Robert Fleming is a Fellow of both the American College of Trust and Estate Counsel and the National Academy of Elder Law Attorneys. He has been certified as a Specialist in Estate and Trust Law by the State Bar of Arizona‘s Board of Legal Specialization, and he is also a Certified Elder Law Attorney by the National Elder Law Foundation. Robert has a long history of involvement in local, state and national organizations. He is most proud of his instrumental involvement in the Special Needs Alliance, the premier national organization for lawyers dealing with special needs trusts and planning.

Robert has two adult children, two young grandchildren and a wife of over fifty years. He is devoted to all of them. He is also very fond of Rosalind Franklin (his office companion corgi), and his homebound cat Muninn. He just likes people, their pets and their stories.

Elizabeth N.R. Friman


Elizabeth Noble Rollings Friman is a principal and licensed fiduciary at Fleming & Curti, PLC. Elizabeth enjoys estate planning and helping families navigate trust and probate administrations. She is passionate about the fiduciary work that she performs as a trustee, personal representative, guardian, and conservator. Elizabeth works with CPAs, financial professionals, case managers, and medical providers to tailor solutions to complex family challenges. Elizabeth is often called upon to serve as a neutral party so that families can avoid protracted legal conflict. Elizabeth relies on the expertise of her team at Fleming & Curti, and as the Firm approaches its third decade, she is proud of the culture of care and consideration that the Firm embodies. Finding workable solutions to sensitive and complex family challenges is something that Elizabeth and the Fleming & Curti team do well.

Amy F. Matheson


Amy Farrell Matheson has worked as an attorney at Fleming & Curti since 2006. A member of the Southern Arizona Estate Planning Council, she is primarily responsible for estate planning and probate matters.
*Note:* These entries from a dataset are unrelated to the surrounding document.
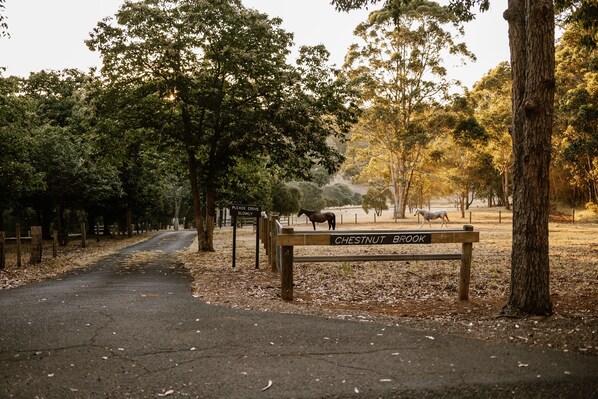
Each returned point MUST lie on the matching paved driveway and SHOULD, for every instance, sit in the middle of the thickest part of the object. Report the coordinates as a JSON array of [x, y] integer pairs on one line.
[[129, 327]]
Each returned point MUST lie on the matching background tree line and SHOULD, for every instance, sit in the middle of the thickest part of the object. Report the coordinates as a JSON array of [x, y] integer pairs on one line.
[[198, 101]]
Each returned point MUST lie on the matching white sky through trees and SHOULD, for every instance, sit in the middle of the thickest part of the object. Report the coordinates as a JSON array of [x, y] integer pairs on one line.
[[50, 34]]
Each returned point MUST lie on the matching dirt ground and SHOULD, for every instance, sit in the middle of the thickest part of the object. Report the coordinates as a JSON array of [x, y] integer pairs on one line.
[[419, 294]]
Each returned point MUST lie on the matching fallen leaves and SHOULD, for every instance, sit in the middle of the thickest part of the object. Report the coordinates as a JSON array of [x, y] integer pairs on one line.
[[422, 294], [267, 386]]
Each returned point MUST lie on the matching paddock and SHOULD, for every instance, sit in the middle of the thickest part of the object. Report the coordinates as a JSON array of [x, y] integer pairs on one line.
[[281, 241]]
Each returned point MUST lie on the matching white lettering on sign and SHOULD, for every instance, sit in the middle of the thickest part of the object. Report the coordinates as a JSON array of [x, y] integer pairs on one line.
[[379, 239], [246, 210]]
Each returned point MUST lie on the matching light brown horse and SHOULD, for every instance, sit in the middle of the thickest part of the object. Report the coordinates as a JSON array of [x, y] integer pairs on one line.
[[319, 217], [432, 215]]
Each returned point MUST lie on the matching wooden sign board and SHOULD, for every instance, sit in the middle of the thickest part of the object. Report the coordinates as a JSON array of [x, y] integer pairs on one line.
[[380, 239], [253, 211]]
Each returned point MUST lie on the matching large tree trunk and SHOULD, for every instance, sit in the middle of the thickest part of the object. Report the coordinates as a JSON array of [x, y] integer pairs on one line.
[[208, 235], [531, 41], [193, 168]]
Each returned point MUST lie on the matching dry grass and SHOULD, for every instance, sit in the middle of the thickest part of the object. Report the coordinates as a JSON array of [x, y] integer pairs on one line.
[[423, 293], [70, 257]]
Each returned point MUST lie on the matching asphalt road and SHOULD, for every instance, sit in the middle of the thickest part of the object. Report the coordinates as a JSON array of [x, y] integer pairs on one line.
[[128, 327]]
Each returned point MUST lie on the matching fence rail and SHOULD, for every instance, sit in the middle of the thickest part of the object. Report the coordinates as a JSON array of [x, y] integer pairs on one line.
[[280, 242]]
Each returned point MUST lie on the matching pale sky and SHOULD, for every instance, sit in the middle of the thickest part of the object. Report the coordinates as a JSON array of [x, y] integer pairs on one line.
[[50, 34]]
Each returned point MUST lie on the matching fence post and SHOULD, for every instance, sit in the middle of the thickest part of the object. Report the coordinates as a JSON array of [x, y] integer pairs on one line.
[[55, 244], [36, 244], [273, 243], [18, 233], [465, 273], [2, 250], [83, 236], [286, 275]]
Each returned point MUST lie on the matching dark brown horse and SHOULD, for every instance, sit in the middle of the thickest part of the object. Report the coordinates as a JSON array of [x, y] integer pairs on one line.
[[319, 217]]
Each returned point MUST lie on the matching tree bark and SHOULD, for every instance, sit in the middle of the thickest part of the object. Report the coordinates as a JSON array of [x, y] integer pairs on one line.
[[531, 41], [193, 167], [208, 235]]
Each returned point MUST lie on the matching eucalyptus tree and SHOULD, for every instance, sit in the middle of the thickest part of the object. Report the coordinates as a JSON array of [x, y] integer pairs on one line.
[[531, 43], [576, 127], [62, 147], [400, 68], [212, 78], [492, 108], [18, 178]]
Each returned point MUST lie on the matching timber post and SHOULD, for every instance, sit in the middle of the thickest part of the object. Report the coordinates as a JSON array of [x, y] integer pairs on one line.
[[273, 243], [465, 273], [55, 244], [36, 244], [18, 234], [84, 236], [2, 250], [286, 275]]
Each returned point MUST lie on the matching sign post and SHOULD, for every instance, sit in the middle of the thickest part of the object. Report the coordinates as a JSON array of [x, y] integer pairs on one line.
[[253, 211]]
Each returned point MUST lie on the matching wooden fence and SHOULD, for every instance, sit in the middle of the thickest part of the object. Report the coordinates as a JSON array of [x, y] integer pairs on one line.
[[280, 242]]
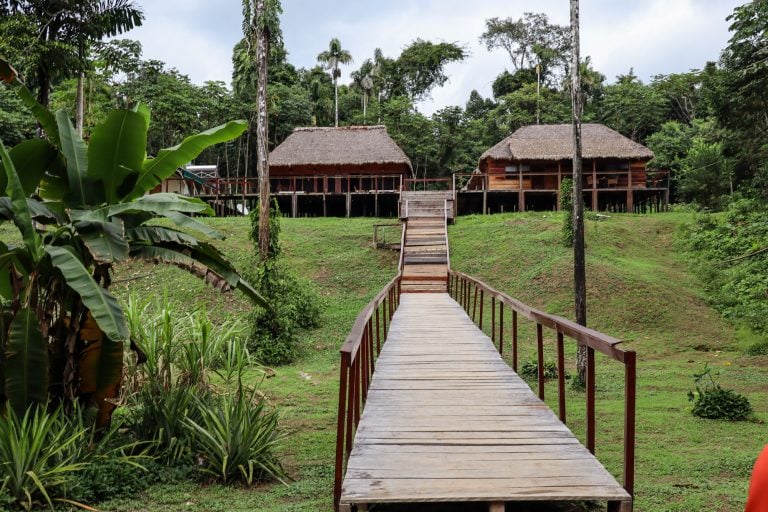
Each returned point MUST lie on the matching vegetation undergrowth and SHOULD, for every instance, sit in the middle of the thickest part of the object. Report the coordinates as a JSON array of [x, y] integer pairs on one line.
[[295, 304], [729, 253], [713, 402], [639, 289]]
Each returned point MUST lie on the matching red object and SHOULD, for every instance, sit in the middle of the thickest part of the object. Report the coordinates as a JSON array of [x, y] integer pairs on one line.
[[758, 485]]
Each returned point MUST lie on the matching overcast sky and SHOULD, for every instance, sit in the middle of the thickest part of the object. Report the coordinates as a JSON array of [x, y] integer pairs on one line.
[[651, 36]]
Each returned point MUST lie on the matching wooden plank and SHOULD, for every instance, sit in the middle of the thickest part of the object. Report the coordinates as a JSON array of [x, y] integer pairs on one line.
[[447, 420]]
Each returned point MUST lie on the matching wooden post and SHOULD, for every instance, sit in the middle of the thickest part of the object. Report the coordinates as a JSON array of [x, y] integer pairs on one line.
[[630, 193], [595, 198], [349, 203]]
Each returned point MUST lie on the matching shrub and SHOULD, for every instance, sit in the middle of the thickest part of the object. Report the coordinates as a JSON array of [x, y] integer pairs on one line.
[[235, 439], [294, 302], [530, 369], [48, 455], [714, 402], [38, 459], [758, 349], [566, 206]]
Amy graduated from Wellesley College with a double major in political science and English. She is an honors graduate of Suffolk University Law School and has been admitted to practice in Arizona, Massachusetts, New York, and the District of Columbia.

Prior to joining Fleming & Curti, Amy worked for American Public Television in Boston, and with the international trade group at White & Case, LLP, in Washington, D.C.

Amy’s husband, Tom, is an astronomer at NOIRLab and the Head of Time Domain Services, whose main project is ANTARES. Sadly, this does not involve actual time travel. Amy’s twin daughters are high school students; Finn, her Irish Red and White Setter, remains a puppy at heart.

Famous people's wills

Matthew M. Mansour


Matthew is a law clerk who recently earned his law degree from the University of Arizona James E. Rogers College of Law. His undergraduate degree is in psychology from the University of California, Santa Barbara. Matthew has had a passion for advocacy in the Tucson community since his time as a law student representative in the Workers’ Rights Clinic. He also has worked in both the Pima County Attorney’s Office and the Pima County Public Defender’s Office. He enjoys playing basketball, caring for his cat, and listening to audiobooks narrated by the authors.